Naturespeak A naturalist's view of the world

April 22, 2009

Big Rusty Birds

Filed under: Uncategorized — wykes @ 9:27 pm

Standing 4-5 feet tall, and weighing in at 9 1/2- 12 pounds, Sandhill Cranes are Michigan’s largest bird. They are hard to ignore even when viewed from a great distance. They simply command attention when seen in close vicinity.  I was so commanded when I came across a pair of these stately birds at Kensington Metropark last week.  High atop a grassy knoll by the park office, the cranes were preening as I pulled up. Neither my presence nor the scattered downpours disturbed their concentration.

Sandhills, like all birds, spend a lot of time preening their feathers. Wild birds don’t usually engage in such behavior, however,  until they feel comfortable with their present surroundings – after all, bending over backwards and picking away at armpit dingleberries tends to detract from predator alertness. Perceiving that I was not a threat, my two Kensington birds went about their daily duty with a zen-like determination.  You can pick up on a few rules of feather care as you watch their antics (see here a movie of a preener in action ) .

Preening is all about keeping feathers tidy and oiled. A long beak and neck certainly makes things easier, but all birds are endowed with the proper anatomy to get the job done. The length of each feather is individually pulled through the open beak in order to literally zip it together – insuring that the barbels remain interlocked. You can see this “zipping” especially well when the long flight feathers are given the treatment.  Another regular part of the routine involves reaching back to tweak the oil gland located on the rump (see here). In this case, the bird drops his wings to expose the gland and pinches it between the tips of the bill. The exuded waterproofing fluid is then spread over the body feathers.

In a normal sequence, the procedure begins with the back – between the scapulars or shoulder feathers – then to the wing coverts, lower neck and breast.  The wings are extended to get at the “pit” feathers. When two preening birds stand side by side, each at a different stage of the process, the sight offers the appearance of a modern dance statue (see above).

A Tai Chi stretching session (see below) marked the end of the procedure and insured the prospect of proper balance and inner avian peace. Each bird eventually leaned forward, while balancing on one leg and holding both wings out at full spread, and proceeded to hold its other leg straight out. This ultimate stretch-out ended the whole affair. In all, the preening lasted about 15 minutes.

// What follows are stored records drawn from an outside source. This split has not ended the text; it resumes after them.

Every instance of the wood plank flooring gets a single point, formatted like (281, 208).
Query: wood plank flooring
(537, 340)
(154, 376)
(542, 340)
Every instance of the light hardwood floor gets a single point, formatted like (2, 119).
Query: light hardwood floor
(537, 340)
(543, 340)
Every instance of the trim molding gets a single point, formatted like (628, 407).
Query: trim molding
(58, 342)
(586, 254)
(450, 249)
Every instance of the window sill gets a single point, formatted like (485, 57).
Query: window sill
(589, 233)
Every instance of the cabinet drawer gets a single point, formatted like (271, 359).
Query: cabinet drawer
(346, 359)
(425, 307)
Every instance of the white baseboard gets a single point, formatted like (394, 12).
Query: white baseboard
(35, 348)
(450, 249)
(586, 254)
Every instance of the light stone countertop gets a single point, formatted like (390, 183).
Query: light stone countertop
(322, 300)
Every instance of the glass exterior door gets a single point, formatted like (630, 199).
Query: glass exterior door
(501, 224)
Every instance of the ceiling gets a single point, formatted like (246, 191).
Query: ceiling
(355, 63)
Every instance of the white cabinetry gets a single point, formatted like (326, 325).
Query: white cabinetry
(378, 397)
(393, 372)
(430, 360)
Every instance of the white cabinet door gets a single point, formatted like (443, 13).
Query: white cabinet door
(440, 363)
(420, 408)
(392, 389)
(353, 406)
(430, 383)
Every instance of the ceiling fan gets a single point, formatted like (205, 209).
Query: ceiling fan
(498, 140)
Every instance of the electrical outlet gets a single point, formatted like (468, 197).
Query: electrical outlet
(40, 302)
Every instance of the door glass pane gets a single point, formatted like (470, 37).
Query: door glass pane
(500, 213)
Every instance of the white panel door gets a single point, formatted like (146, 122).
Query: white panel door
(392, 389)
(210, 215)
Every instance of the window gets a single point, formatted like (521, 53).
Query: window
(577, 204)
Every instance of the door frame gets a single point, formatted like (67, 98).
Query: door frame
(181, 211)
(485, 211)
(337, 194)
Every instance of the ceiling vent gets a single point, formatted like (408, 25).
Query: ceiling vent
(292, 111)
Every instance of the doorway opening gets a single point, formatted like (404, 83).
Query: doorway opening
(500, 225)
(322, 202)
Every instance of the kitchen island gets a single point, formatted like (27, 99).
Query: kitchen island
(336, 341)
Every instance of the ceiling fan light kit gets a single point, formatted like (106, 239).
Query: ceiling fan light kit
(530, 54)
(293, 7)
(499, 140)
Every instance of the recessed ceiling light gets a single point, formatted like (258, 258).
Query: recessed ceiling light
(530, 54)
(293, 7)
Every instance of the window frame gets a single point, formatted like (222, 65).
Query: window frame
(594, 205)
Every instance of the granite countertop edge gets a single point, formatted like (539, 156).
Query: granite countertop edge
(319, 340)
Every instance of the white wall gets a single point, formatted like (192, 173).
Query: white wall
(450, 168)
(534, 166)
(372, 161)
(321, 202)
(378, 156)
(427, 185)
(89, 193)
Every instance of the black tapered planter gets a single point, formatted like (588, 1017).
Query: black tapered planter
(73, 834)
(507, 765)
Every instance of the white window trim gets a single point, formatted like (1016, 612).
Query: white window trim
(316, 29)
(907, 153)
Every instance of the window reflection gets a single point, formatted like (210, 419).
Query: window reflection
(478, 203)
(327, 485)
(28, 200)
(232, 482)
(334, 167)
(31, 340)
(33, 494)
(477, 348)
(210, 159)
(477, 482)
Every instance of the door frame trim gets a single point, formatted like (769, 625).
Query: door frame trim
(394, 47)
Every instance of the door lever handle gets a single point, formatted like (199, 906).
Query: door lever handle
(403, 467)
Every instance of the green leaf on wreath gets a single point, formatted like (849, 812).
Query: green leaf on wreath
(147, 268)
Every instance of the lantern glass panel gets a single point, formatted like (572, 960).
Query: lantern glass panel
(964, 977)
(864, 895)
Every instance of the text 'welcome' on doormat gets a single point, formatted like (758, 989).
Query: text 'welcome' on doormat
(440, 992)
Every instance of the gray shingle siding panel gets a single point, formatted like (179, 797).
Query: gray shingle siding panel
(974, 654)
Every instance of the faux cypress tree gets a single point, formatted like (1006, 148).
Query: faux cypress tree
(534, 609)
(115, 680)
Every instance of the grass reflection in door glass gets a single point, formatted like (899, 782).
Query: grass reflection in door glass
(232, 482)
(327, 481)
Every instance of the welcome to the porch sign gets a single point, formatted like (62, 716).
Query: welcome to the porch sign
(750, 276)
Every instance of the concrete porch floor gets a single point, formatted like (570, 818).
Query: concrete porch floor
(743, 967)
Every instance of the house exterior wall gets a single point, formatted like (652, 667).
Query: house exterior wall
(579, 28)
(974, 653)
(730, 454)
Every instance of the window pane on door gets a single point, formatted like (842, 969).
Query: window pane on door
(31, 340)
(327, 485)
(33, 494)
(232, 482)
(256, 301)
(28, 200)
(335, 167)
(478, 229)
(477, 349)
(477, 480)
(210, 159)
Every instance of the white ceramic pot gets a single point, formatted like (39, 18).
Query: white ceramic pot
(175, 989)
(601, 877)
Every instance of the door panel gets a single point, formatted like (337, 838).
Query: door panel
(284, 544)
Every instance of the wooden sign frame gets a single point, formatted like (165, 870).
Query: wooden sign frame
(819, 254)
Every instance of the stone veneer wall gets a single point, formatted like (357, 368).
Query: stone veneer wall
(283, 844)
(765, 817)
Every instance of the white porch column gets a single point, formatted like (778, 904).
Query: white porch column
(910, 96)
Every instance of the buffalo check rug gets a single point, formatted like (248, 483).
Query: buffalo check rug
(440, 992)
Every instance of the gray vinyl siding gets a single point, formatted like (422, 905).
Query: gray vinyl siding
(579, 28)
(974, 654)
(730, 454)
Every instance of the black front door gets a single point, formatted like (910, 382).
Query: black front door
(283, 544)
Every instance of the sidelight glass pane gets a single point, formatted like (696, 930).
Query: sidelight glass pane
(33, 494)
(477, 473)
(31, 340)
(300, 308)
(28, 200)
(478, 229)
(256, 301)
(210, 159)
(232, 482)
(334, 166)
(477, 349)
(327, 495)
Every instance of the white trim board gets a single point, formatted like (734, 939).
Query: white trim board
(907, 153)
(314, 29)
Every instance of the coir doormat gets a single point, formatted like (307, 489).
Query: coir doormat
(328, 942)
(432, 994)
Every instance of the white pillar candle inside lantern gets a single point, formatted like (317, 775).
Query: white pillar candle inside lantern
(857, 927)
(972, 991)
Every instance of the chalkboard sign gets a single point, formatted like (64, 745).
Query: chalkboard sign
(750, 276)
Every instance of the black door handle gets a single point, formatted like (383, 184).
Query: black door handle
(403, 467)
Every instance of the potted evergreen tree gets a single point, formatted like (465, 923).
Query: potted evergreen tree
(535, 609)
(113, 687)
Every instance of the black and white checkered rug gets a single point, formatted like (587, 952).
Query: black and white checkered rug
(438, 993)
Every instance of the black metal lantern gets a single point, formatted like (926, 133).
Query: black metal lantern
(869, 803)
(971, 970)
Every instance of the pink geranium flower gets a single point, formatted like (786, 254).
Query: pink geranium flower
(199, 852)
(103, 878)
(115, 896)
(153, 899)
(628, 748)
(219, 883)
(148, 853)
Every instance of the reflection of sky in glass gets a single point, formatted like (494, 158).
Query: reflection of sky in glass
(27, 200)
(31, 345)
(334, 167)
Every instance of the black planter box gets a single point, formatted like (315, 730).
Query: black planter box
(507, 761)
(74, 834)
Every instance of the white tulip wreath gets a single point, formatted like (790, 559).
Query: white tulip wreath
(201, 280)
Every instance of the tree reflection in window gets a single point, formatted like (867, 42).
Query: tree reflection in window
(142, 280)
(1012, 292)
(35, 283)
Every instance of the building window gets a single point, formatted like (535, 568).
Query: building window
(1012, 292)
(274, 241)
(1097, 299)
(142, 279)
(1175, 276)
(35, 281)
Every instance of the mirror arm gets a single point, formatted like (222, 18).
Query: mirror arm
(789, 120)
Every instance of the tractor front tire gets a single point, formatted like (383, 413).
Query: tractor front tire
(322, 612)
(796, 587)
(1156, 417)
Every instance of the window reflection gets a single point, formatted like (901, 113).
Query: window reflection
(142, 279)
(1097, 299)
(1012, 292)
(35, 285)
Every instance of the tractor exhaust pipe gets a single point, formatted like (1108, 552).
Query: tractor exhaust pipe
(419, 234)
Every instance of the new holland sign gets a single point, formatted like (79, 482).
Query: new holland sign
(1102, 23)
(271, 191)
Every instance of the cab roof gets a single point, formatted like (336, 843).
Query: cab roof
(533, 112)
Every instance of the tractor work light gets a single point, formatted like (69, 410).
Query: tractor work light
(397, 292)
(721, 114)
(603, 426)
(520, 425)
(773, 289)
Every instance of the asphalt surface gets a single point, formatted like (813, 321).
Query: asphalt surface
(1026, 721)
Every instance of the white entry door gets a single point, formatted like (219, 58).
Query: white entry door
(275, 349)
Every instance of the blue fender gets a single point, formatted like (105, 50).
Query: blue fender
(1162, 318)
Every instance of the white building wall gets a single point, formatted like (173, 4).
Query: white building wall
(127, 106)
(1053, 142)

After all this preening stuff, you’d think that these Sandhill Cranes would be cleaner but they were, in fact, dirtier!  When cranes feed, they probe the ground with their bills (see here). They are omnivores which feed on small mammals and  invertebrates, but they spend most of their time pulling up plants. While doing so, they get quite a bit of mud on their bills and they make no effort to clean it off.  Sandhills deliberately rub this iron-rich mud into their feathers when preening and thus turn their normally gray plumage into a rich cinnamon brown shade. Since they can’t reach their own face or neck, these parts of the plumage remain pristinely gray and white.

The secondary purpose of preening, therefore,  is to stain their feathers with rusty soil. Some believe this behavior imparts a bit of camophlage which protects these birds when attending their nests and young, but this is not at all certain. Hey, maybe they like to get dirty!

Sandhill Cranes are known for their loud raucous calling and dancing – which, considering this discussion could be called dirty dancing. Their distinctive rattling “gar-oo -oo” carries a long way over the landscape. I was privy, however, to a lesser known species call as the pair ambled close to the car and crossed the road (see here). Cranes emit a low rolling purr in order to keep in contact with each other. I was able to pick up a short burst of that intimate purring, although it is audible only in the first few seconds of the recording (purring cranes).

So, I guess it’s safe to say that up close and personal these birds are simultaneously cuddly, artful, and somewhat filthy.

1 Comment »

  1. Wow, what great photos. I was scheduled to take part int he Audubon crane count in Washtenaw County last weekend, but I ended up having the chance to go to Chicago, so I missed it. I was really bummed to have missed them, but your photos make up for it!